The Bank of England’s chief economist has called for a more measured and “steady handed” approach to raising UK interest rates amid uncertainty over sky-high energy prices and inflation.
In a speech to the Society of Professional Economists, Huw Pill warned against “unusually large policy steps” as he explained his move to join the majority on the Bank’s Monetary Policy Committee (MPC) in voting for a quarter point rise to 0.5%.
Four members voted for a half point rise to 0.75% at last Thursday’s meeting as the Bank warned that inflation was set to peak at an eye-watering 7.25% in April – the highest level since August 1991.
The Bank also made it clear that more rate hikes were on the way to try and bring inflation back to its 2% target.
But Mr Pill, who replaced Andy Haldane in the role last September, argued it was unclear how high rates would need to go, given extreme volatility in wholesale energy markets and uncertainty on how wage growth would react in the coming months.
He said: “I worry that taking unusually large policy steps may validate a market narrative that Bank policy is either foot-to-the-floor on the accelerator or foot-to-the-floor with the brake.”
He added: “Restricting ourselves to a 25 basis points now – albeit with the prospect of more to come in the coming months – is an investment in containing market expectations of aggressive ‘activism’ that I saw as worth making.
“That is what I would label a ‘steady handed’ approach to monetary policy.”
His comments come after Bank governor Andrew Bailey sparked a backlash last week after telling Britons not to demand big pay rises this year to help curb inflation.
He told the BBC while it would be “painful” for workers, some “moderation of wage rises” was needed to stop inflation from becoming entrenched.
His remarks incurred the wrath of trade unions as households are set to face the worst hit to their income for at least 32 years, and were seen as being particularly insensitive, given Mr Bailey’s six-figure salary.

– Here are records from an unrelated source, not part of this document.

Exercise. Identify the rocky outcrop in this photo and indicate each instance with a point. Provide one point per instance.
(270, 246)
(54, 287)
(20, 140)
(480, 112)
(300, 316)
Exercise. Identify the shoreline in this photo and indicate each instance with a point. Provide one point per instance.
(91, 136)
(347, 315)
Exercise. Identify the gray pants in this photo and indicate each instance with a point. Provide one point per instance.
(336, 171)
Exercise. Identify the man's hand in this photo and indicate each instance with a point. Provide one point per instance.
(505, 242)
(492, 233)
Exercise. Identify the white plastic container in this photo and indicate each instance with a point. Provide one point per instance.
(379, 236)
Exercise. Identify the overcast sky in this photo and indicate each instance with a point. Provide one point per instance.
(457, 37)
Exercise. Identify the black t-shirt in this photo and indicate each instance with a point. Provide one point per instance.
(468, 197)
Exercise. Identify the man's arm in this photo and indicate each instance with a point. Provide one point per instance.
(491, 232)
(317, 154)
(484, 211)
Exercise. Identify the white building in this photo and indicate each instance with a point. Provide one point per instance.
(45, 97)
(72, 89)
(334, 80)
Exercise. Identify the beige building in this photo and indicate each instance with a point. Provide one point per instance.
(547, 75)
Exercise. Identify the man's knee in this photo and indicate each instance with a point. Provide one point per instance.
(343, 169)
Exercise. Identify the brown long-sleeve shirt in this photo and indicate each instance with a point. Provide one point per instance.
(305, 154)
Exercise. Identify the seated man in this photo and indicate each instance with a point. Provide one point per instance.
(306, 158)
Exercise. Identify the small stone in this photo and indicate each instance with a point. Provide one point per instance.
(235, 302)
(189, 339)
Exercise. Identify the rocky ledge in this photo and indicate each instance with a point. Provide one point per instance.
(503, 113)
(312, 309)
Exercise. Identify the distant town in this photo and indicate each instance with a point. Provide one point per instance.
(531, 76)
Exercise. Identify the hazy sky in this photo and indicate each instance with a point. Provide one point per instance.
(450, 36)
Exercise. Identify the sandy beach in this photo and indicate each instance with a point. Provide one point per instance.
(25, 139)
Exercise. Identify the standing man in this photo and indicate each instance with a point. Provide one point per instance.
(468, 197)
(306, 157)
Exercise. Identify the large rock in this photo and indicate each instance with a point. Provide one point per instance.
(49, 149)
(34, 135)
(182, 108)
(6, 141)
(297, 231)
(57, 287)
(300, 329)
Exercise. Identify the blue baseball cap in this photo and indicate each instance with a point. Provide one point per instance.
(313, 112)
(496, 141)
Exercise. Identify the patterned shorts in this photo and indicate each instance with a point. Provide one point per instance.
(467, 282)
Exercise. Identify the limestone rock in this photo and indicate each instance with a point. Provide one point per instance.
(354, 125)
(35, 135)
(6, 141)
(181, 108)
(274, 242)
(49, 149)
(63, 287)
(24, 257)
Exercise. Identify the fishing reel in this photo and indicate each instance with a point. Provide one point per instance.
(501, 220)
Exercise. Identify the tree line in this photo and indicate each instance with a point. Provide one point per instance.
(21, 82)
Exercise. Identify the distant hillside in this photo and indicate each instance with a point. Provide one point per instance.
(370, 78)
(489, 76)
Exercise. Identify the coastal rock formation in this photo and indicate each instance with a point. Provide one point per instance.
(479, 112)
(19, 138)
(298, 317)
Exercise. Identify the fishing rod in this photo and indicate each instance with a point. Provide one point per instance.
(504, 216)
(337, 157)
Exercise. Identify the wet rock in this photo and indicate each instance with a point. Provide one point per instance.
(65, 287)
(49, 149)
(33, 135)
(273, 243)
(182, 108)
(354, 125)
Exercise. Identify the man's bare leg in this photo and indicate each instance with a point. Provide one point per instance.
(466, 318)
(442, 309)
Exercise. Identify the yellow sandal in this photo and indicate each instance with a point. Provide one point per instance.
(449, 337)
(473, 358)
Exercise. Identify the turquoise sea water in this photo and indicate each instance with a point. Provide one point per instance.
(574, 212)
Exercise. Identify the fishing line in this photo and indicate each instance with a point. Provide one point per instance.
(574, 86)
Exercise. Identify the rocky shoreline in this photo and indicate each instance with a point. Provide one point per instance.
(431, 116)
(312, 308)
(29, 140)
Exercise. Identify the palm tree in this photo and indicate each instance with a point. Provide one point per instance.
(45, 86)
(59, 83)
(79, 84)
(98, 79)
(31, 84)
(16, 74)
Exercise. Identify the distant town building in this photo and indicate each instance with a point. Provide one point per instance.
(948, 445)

Mr Pill said the Bank has made the call that raising rates will push down on wage pressures, by having the painful but necessary consequence of increasing unemployment and slowing growth, especially when added to the cost of living squeeze already weighing on firms and consumers.

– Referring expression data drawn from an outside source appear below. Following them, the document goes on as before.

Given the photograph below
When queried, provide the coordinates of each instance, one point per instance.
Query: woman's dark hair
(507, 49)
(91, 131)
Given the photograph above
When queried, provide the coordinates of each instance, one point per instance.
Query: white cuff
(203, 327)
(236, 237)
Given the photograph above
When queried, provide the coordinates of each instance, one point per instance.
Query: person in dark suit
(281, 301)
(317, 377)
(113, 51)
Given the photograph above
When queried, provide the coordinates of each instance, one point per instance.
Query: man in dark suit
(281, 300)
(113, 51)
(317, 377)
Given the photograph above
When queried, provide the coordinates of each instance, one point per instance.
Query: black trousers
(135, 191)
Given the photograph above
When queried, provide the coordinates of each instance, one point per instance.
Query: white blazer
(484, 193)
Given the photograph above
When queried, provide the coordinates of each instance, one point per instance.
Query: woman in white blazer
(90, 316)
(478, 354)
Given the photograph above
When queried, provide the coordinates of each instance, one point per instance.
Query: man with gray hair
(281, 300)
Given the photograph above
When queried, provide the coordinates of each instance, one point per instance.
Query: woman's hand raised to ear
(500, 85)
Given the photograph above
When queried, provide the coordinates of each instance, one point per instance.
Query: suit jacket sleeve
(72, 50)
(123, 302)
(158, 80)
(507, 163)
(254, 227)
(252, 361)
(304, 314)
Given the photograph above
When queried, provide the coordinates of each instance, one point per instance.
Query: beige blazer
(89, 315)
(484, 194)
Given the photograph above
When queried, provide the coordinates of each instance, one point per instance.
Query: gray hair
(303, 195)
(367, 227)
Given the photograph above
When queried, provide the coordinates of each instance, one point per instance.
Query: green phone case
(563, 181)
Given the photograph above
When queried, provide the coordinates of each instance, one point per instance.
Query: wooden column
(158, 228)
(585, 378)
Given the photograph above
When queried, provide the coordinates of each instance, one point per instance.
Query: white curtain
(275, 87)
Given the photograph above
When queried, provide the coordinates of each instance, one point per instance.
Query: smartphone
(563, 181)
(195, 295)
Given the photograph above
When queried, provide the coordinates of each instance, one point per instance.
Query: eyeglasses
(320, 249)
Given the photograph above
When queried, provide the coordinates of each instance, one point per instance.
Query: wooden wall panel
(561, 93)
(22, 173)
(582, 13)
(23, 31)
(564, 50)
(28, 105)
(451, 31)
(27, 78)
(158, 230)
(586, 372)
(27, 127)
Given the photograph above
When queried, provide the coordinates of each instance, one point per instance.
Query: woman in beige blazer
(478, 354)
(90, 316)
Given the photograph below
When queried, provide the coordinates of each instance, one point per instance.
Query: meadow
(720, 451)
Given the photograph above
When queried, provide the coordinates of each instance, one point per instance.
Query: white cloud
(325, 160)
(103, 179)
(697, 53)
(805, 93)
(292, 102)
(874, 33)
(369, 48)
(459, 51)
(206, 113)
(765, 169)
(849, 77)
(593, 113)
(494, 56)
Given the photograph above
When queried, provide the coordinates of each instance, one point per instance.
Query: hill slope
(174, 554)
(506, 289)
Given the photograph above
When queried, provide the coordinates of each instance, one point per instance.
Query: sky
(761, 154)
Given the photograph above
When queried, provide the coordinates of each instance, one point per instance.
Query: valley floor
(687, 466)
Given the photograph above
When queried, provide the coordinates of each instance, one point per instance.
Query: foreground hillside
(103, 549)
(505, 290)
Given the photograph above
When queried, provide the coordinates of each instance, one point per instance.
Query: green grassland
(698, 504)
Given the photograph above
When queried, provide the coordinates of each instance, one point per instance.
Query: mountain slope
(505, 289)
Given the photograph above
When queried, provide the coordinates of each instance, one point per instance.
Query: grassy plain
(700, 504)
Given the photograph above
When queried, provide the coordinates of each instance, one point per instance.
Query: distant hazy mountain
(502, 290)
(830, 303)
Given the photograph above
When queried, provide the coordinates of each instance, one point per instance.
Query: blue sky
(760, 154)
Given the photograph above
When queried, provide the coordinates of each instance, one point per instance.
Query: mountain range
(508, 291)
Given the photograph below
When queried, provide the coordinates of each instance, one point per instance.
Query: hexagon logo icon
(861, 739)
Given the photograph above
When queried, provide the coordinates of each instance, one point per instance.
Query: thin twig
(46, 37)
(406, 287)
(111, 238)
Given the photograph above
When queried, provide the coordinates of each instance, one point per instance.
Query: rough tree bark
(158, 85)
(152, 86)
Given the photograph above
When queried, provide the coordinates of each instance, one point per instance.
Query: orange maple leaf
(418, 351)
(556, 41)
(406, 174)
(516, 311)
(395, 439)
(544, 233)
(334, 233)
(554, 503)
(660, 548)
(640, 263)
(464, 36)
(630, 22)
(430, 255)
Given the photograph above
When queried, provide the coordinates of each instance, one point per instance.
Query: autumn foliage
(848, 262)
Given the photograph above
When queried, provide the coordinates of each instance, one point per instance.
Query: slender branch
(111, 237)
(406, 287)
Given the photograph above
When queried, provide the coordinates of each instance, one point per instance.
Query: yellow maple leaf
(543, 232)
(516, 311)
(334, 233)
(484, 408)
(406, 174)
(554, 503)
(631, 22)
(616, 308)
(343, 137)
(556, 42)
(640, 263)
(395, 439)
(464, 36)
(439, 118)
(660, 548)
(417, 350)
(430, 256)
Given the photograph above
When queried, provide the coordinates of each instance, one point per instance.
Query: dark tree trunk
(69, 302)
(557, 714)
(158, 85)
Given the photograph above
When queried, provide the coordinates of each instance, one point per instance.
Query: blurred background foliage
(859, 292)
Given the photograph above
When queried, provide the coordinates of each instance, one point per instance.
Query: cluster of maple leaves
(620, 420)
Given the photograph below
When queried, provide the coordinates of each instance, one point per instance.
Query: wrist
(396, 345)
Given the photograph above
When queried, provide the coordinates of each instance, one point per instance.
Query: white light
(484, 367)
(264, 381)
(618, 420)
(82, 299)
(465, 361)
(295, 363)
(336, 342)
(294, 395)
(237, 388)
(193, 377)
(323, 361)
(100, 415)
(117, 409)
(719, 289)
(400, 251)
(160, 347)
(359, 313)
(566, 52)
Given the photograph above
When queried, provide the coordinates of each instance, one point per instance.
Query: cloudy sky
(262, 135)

He said while a “difficult trade-off”, this would help bring down inflation “without the UK falling into recession”.
But, he added it was a “call surrounded by uncertainty”.
If wages do not fall as forecast, then rates may need to rise higher then expected, but equally if energy prices ease back sooner than expected, than rates may not need to rise by as much, according to Mr Pill.
“Retaining flexibility is important,” he said.